An overview of Apache TinkerPop

What is Apache TinkerPop?

Apache TinkerPop is a framework for graph computing.

It is designed as an abstraction layer over individual graph databases. Its goal is to provide a common way to operate a wide range of graph databases.

It already supports various cloud-based and open-source databases, including Neo4j, JanusGraph, Amazon Neptune, and Azure Cosmos DB.

The framework broadly consists of the following components:

A Java-based Core API
Gremlin, a graph traversal language
Gremlin Server, which exchanges queries and data with clients

Graph traversal language: Gremlin

Gremlin is a language specialized for manipulating graph data structures. It serves a role similar to SQL in relational databases.

Gremlin makes it possible to write concise queries. Graphs can also be represented in an RDBMS, but expressing them in SQL often requires many JOINs and produces complex queries. Gremlin instead connects operations through method chains without JOINs, which improves readability.

The following compares a simple SQL query containing a JOIN with its Gremlin equivalent.
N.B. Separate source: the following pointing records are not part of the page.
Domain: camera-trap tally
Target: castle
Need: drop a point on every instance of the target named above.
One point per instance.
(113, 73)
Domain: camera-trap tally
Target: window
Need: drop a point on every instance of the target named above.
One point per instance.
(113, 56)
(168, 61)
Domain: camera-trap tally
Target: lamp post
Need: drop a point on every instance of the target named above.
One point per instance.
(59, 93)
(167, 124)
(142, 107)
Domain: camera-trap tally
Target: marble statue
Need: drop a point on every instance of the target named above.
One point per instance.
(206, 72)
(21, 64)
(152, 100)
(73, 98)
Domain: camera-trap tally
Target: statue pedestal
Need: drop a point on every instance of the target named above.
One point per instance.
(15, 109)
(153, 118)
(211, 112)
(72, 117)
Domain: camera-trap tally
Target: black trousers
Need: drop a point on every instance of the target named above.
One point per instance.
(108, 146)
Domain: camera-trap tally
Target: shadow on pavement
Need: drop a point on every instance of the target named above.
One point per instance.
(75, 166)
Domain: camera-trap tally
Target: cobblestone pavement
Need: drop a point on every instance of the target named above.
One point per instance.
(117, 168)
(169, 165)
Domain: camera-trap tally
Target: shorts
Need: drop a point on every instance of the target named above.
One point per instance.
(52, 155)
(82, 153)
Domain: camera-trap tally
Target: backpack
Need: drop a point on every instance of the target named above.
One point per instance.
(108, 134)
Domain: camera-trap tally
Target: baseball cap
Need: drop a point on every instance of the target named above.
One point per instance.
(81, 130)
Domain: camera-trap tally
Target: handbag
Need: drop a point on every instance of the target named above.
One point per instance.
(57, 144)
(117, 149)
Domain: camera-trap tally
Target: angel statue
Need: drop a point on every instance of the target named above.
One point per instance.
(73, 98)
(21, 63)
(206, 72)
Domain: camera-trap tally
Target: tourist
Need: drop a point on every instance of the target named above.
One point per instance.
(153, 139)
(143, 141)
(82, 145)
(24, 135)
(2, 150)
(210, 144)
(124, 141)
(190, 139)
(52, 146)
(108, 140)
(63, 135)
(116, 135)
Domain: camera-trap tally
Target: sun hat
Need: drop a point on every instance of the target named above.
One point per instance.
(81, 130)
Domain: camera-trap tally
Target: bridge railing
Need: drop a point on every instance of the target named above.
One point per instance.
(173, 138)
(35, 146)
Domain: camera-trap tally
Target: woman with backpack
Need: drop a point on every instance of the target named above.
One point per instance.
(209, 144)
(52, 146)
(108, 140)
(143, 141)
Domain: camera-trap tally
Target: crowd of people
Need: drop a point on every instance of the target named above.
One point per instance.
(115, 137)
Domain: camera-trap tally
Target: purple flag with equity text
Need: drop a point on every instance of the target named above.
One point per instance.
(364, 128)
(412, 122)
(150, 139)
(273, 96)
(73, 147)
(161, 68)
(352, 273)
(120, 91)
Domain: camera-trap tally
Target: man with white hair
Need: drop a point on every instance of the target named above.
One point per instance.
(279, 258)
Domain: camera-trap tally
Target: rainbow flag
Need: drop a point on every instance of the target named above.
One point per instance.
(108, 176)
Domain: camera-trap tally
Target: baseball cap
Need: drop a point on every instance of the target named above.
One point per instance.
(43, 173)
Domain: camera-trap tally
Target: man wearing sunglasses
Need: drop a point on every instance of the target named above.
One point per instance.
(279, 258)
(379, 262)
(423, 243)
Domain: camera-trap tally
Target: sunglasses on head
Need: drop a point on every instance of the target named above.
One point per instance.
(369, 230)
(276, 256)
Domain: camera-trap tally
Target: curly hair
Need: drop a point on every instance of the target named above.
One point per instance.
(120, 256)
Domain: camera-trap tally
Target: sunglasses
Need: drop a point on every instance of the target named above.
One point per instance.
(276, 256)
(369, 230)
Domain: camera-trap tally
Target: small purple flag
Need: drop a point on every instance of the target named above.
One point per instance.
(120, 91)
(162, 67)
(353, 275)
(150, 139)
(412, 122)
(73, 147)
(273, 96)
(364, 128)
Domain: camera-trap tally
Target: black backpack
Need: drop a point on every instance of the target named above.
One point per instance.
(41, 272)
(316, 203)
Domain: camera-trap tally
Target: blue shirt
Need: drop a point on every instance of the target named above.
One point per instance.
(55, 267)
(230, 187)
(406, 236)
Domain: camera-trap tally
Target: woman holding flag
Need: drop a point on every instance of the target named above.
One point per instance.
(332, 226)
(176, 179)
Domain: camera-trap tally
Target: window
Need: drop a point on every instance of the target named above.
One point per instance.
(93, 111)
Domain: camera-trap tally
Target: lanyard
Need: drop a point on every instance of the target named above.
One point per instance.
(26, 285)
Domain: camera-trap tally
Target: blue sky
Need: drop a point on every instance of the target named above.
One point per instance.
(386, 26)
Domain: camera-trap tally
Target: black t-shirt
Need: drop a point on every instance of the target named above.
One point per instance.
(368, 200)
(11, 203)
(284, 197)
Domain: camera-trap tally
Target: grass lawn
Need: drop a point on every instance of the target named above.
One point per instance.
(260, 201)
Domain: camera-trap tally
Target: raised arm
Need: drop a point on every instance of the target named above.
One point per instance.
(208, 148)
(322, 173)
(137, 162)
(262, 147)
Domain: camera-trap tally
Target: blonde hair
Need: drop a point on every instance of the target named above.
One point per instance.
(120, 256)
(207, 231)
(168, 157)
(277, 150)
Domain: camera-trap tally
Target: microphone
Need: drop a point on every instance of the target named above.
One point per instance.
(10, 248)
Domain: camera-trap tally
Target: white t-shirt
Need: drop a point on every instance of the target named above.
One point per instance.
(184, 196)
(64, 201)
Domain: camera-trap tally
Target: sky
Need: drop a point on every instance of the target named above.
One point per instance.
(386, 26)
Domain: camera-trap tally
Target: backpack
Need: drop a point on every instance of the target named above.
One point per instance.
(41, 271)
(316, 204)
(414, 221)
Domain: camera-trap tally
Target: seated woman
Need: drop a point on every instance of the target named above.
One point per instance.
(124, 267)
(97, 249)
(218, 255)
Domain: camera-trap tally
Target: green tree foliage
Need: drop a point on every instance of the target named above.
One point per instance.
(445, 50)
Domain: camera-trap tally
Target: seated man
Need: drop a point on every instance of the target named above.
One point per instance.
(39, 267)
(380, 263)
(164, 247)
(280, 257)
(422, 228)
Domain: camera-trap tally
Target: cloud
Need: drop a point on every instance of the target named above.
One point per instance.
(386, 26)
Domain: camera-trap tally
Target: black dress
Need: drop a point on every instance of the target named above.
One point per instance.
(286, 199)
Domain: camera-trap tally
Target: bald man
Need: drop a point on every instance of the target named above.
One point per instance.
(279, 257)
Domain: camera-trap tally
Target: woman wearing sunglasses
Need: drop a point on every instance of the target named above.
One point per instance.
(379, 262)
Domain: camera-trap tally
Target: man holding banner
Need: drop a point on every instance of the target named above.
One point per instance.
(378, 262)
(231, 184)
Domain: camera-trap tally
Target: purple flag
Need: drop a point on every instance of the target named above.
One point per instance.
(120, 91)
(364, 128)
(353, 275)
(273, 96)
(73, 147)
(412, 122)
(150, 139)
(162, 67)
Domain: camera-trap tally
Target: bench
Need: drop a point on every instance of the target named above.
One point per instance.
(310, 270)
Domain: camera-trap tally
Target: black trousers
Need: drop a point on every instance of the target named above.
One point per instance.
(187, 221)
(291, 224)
Note that this is not a perfectly equivalent comparison because the data models differ.

    SELECT Products.ProductName
      FROM Products
INNER JOIN Categories
        ON Categories.CategoryID = Products.CategoryID
     WHERE Categories.CategoryName = 'Beverages'

g.V().has("name","Beverages").in("inCategory").values("name")

Gremlin libraries by language

Official libraries let applications written in Python, JavaScript, and other languages define Gremlin traversals.
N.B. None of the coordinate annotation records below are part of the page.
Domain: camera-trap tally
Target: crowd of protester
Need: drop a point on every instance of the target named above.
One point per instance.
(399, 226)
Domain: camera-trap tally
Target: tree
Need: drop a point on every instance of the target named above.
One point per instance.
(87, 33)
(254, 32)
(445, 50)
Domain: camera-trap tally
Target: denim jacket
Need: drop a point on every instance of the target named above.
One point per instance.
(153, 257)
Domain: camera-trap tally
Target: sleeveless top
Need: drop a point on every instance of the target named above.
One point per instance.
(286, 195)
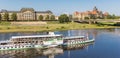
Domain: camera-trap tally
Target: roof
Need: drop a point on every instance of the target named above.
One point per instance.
(33, 36)
(43, 12)
(73, 37)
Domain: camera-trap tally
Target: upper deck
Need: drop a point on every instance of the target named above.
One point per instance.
(35, 36)
(74, 37)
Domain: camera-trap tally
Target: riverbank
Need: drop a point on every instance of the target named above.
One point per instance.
(50, 27)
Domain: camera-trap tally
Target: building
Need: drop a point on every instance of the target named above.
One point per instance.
(94, 14)
(27, 14)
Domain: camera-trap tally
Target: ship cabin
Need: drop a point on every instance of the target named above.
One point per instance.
(34, 39)
(75, 38)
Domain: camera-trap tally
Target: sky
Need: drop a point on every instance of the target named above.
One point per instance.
(63, 6)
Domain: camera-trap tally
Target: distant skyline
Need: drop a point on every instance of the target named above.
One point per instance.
(63, 6)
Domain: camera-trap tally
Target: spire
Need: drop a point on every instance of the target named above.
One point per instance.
(95, 8)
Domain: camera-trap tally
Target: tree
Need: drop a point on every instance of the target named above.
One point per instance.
(52, 17)
(63, 18)
(86, 18)
(14, 16)
(47, 17)
(109, 17)
(40, 17)
(6, 16)
(0, 17)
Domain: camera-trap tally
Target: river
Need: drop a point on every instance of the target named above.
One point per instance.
(106, 45)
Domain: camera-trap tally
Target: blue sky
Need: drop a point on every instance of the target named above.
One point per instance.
(63, 6)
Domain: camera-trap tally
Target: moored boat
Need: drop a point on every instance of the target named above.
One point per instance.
(77, 40)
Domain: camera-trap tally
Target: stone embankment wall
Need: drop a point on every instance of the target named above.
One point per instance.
(29, 23)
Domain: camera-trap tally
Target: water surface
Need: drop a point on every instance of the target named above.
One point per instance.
(106, 45)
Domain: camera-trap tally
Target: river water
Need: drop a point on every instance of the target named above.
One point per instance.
(106, 45)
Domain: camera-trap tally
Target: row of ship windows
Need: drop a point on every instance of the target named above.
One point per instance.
(17, 47)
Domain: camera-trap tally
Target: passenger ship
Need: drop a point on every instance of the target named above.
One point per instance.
(34, 41)
(41, 41)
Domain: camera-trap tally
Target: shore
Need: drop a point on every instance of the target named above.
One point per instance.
(50, 27)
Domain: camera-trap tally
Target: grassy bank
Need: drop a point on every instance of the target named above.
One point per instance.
(50, 27)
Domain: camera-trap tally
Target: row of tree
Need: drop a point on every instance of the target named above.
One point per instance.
(14, 17)
(62, 18)
(52, 17)
(6, 16)
(102, 17)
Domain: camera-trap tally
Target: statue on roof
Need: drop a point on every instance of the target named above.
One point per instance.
(95, 8)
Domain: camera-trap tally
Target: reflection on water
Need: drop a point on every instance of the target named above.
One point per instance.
(44, 53)
(106, 45)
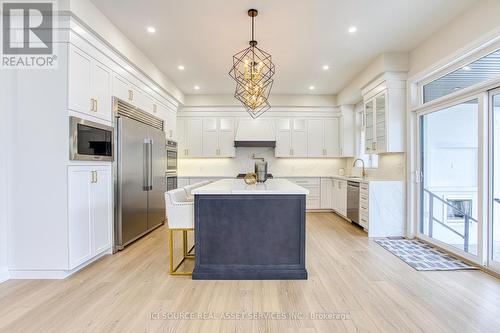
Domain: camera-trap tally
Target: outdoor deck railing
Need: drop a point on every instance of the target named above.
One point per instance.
(467, 219)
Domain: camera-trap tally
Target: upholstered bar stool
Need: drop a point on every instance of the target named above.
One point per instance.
(180, 217)
(189, 188)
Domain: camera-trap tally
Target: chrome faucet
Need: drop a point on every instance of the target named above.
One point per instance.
(363, 162)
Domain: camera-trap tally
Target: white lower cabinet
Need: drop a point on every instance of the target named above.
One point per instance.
(89, 85)
(313, 199)
(90, 202)
(339, 195)
(326, 193)
(363, 205)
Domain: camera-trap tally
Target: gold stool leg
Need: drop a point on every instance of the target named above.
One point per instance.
(186, 254)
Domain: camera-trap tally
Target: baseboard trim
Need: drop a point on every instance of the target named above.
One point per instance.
(53, 274)
(4, 275)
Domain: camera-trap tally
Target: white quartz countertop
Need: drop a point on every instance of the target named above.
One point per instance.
(238, 186)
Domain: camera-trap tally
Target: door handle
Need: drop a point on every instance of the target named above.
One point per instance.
(150, 164)
(147, 165)
(93, 175)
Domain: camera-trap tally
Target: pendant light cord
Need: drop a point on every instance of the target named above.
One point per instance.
(252, 27)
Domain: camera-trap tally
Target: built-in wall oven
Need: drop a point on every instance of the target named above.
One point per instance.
(90, 141)
(171, 165)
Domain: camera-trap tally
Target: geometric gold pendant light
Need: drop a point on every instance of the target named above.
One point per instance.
(253, 71)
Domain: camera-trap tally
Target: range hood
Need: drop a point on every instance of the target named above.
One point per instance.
(255, 133)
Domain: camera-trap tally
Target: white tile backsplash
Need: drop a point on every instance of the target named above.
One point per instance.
(391, 166)
(243, 162)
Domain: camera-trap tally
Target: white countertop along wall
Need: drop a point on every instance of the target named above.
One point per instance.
(243, 162)
(238, 186)
(391, 166)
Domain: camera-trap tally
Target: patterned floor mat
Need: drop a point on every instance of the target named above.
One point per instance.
(422, 256)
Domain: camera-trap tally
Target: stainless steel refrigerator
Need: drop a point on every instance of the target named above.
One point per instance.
(140, 168)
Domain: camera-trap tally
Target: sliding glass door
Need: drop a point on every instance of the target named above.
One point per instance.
(450, 173)
(494, 229)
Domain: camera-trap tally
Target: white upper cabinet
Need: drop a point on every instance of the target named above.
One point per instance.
(206, 137)
(323, 138)
(299, 138)
(226, 137)
(291, 138)
(384, 116)
(210, 137)
(190, 137)
(315, 138)
(283, 138)
(170, 122)
(332, 137)
(121, 89)
(89, 85)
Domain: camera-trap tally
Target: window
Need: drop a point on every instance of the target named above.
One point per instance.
(483, 69)
(459, 207)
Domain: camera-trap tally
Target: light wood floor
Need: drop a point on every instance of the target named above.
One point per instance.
(348, 274)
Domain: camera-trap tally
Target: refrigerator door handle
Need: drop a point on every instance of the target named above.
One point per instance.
(150, 182)
(147, 165)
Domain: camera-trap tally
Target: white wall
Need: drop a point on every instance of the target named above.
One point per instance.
(243, 163)
(387, 62)
(89, 15)
(480, 21)
(275, 100)
(6, 84)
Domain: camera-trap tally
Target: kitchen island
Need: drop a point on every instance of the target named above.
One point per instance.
(248, 232)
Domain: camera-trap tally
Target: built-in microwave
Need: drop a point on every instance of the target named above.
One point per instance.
(90, 141)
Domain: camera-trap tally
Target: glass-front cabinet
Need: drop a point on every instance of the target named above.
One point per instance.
(369, 130)
(384, 116)
(376, 124)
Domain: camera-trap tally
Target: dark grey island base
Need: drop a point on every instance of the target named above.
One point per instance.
(250, 237)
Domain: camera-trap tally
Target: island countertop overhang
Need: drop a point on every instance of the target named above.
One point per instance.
(238, 186)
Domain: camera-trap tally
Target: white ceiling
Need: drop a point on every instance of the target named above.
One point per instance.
(301, 36)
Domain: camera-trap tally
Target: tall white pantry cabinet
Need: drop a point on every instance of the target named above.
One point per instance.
(62, 210)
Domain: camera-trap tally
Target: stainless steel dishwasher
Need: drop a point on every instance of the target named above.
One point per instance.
(353, 201)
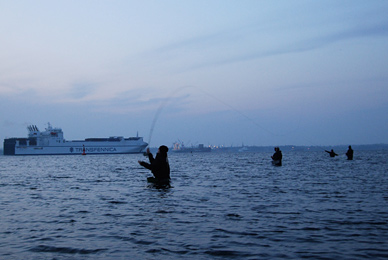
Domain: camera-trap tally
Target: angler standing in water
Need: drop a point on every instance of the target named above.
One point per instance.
(277, 157)
(159, 166)
(349, 153)
(332, 153)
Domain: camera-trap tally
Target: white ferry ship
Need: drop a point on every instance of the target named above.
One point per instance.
(51, 142)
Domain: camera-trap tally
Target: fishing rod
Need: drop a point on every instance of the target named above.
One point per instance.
(175, 91)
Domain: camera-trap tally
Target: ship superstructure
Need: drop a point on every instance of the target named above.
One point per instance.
(52, 141)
Libraries for each programming language, such as Gremlin-Python and Gremlin-JavaScript, generally generate bytecode from traversals written in that language and send it to the JVM.

Relationship with Amazon Neptune

Amazon Neptune supports both Gremlin and SPARQL for queries. Gremlin will often be the natural choice. SPARQL resembles SQL in both its name and syntax.

SELECT DISTINCT ?name
WHERE {
  ?person v:label "person" .
  ?person v:age ?age .
  ?person e:created ?project .
  ?project v:name ?name .
  ?project v:lang ?lang .
    FILTER (?age > 30 && ?lang == "java")
}

Gremlin is based on the property graph model of nodes, edges, and properties, whereas SPARQL is based on the triple-store model of subject, predicate, and object. Conceptually, Gremlin can therefore feel closer to graph theory.